Herein we examine the increase in diagnostic rate from applying LRS to 30 probands with severe, predominantly syndromic pediatric disease phenotypes who had previously received negative genomic results with SRS. Prior analysis for these negative SRS genomes was done by American College of Medical Genetics (ACMG)-boarded laboratory directors and included utilization of established bioinformatic tools to detect structural variants, cryptic splicing variants, mobile insertion elements, and repeat expansions.
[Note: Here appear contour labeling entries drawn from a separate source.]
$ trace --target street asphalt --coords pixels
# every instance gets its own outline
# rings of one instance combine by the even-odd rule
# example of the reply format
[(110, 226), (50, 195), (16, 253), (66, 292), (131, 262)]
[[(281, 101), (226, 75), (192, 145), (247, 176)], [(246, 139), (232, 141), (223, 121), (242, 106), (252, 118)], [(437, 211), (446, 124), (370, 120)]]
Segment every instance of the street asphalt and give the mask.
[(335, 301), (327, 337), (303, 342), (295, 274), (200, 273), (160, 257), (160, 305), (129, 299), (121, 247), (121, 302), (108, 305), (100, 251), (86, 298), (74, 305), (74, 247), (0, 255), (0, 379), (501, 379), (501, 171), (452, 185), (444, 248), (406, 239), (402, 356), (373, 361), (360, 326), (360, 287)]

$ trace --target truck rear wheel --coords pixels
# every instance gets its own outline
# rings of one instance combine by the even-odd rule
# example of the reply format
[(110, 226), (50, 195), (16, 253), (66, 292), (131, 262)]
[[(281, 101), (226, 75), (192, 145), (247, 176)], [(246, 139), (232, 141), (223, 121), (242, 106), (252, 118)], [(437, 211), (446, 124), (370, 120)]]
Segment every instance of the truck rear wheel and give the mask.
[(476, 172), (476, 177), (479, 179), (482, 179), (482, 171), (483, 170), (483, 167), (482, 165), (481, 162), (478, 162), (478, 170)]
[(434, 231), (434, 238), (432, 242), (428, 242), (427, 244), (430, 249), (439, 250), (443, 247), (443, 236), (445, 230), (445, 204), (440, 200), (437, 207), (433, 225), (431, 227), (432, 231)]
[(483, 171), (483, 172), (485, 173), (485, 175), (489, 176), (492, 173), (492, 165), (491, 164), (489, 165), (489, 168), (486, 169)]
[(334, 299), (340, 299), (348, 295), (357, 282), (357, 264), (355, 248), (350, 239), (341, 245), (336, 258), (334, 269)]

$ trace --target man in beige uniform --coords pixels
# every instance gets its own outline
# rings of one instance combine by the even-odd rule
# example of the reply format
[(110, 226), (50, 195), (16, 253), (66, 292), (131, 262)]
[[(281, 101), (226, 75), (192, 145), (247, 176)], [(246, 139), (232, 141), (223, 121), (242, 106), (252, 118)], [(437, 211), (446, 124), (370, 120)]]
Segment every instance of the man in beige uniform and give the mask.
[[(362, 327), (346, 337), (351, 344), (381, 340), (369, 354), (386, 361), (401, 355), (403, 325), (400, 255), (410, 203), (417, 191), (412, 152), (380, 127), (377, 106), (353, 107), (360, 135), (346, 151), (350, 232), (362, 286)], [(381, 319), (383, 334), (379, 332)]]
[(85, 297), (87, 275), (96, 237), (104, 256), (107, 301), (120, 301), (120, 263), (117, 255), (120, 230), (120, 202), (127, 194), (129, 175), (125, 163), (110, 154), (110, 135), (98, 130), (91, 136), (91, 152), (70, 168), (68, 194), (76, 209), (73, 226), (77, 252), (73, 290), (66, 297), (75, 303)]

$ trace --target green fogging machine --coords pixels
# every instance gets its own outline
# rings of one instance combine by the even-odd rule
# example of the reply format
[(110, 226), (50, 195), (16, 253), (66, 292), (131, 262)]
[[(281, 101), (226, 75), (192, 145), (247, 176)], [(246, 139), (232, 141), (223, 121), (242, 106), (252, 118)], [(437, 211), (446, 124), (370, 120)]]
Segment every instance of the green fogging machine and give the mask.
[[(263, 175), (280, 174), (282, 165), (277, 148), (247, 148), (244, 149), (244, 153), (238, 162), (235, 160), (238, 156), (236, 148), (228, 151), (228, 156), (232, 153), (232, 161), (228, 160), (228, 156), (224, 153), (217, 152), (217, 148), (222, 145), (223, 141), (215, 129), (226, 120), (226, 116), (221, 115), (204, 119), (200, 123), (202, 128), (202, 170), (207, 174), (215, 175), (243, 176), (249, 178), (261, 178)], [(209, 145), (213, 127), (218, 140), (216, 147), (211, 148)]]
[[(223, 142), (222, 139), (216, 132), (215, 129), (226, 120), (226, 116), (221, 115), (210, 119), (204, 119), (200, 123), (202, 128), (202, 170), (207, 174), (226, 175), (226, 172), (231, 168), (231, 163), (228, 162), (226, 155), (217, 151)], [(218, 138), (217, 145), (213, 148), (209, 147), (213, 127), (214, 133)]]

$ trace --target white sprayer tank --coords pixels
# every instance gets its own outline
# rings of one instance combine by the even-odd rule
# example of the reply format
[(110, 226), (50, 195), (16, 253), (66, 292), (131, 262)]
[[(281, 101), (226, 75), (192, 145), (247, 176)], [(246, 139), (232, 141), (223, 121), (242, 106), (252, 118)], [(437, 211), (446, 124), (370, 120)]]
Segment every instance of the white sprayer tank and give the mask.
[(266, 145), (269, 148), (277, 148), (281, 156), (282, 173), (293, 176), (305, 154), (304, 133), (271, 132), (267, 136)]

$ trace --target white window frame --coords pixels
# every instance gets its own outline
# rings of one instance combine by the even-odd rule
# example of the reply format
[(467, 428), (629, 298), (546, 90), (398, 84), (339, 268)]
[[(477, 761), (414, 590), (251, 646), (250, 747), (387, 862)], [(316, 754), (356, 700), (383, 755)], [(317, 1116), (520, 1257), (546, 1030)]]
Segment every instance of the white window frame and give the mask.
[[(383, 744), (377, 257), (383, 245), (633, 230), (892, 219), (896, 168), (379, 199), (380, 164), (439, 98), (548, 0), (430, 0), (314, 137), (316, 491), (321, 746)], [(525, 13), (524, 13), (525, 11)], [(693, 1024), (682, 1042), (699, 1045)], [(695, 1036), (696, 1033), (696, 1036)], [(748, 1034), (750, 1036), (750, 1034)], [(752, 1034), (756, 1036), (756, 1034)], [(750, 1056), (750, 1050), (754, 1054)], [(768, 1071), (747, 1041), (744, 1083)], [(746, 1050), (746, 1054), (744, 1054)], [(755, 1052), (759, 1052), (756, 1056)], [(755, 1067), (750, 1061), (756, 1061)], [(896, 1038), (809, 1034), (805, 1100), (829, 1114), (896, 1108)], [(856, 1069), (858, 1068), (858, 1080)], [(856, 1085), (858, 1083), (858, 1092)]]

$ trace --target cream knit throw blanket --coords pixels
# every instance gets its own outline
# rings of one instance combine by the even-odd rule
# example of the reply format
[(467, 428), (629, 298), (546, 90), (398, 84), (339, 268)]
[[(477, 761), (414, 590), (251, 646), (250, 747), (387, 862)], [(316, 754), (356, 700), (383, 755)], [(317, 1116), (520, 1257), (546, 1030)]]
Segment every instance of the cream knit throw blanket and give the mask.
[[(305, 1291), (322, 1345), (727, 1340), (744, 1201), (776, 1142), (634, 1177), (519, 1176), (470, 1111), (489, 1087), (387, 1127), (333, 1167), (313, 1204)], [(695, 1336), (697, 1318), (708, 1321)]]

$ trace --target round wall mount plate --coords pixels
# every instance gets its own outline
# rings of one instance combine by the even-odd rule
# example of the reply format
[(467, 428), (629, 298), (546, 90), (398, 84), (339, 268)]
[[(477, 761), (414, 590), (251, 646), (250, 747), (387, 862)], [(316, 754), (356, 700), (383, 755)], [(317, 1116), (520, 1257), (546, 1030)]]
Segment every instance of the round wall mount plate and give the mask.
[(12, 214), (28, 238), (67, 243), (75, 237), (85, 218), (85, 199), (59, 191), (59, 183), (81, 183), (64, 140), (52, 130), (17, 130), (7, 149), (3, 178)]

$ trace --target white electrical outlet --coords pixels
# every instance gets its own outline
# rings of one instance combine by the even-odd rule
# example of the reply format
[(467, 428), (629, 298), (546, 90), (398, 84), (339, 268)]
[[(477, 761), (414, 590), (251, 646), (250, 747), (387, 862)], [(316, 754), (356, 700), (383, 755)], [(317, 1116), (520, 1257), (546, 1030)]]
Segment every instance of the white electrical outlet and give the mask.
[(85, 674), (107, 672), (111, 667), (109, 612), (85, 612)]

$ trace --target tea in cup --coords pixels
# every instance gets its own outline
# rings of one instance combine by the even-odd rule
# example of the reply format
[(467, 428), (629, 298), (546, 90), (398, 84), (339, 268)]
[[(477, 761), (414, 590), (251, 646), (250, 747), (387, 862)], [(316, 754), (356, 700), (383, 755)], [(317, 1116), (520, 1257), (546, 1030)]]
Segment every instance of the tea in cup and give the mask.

Lastly, we evaluate the ability of short reads to identify variants in NGS dead zones by force calling variants in these regions.

Results

Positive control samples

A total of 35 samples (30 subjects from 26 families to 5 controls; Table 1 and Supplemental Table 1) were sequenced from whole blood using HiFi long-read sequencing. Genome coverage ranged from 25.2 to 38.8× based on available banked DNA, with four outlier samples at 8.5–18.1× because DNA was depleted by initial clinical tests.

Table 1 Five controls with previously reported diagnoses.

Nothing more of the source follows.